Abstract

We consider a two-echelon supply chain in which an upstream manufacturer (M) and a downstream retailer (R) share the product liability cost caused by quality defects. We assume that M and R share the expected liability cost per unit of the low-quality product (the ULQ liability cost). We use two respective Stackelberg games to model two different channel leadership structures: the manufacturer-led Stackelberg (MS) and the retailer-led Stackelberg (RS). We first obtain the analytical subgame perfect equilibria for the games. Subsequently, we investigate the impacts of the ULQ liability cost sharing on the product quality and the pricing decisions and on the profitability for supply chain members and the entire supply chain in equilibrium.
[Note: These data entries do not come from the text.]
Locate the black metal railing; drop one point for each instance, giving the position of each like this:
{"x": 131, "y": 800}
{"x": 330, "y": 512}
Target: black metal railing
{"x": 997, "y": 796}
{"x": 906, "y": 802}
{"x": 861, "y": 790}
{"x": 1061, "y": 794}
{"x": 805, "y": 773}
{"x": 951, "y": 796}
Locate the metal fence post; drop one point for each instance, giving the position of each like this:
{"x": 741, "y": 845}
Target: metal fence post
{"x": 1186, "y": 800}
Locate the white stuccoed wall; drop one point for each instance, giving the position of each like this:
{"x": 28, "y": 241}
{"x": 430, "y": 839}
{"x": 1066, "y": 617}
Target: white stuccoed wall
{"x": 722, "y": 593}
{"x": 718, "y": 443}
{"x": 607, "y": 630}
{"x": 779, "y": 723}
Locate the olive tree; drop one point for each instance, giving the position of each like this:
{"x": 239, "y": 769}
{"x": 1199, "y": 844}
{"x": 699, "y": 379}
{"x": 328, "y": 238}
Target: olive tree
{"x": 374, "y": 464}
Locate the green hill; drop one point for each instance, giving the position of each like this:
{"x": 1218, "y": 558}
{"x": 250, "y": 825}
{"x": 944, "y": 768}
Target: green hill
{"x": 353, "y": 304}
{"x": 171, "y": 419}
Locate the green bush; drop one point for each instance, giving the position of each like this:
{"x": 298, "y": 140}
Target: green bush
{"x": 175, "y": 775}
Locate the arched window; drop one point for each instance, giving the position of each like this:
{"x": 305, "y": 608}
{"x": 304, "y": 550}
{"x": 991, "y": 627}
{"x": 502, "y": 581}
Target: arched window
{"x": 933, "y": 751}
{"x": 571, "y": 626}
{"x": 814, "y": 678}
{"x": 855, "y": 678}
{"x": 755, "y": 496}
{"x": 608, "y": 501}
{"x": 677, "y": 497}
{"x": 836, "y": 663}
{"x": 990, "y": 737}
We find that (1) in response to a shift of the share of the ULQ liability cost from R to M, the leader M under the MS structure is able to use a higher wholesale price to transfer its increased ULQ liability cost completely to R without the need to improve its product quality, while the leader R under the RS structure would decrease its retail margin to incentivize M to improve its product quality; (2) such a shift of the ULQ liability cost sharing does not have any impact on the supply chain efficiency under the MS structure, but it enhances the supply chain efficiency under the RS structure; (3) despite the different responses of the leaders under the MS and the RS structures, we are able to establish a same set of contracts combining quantity discounts with quality improvement cost sharing to coordinate the supply chain, regardless of the channel leadership structures.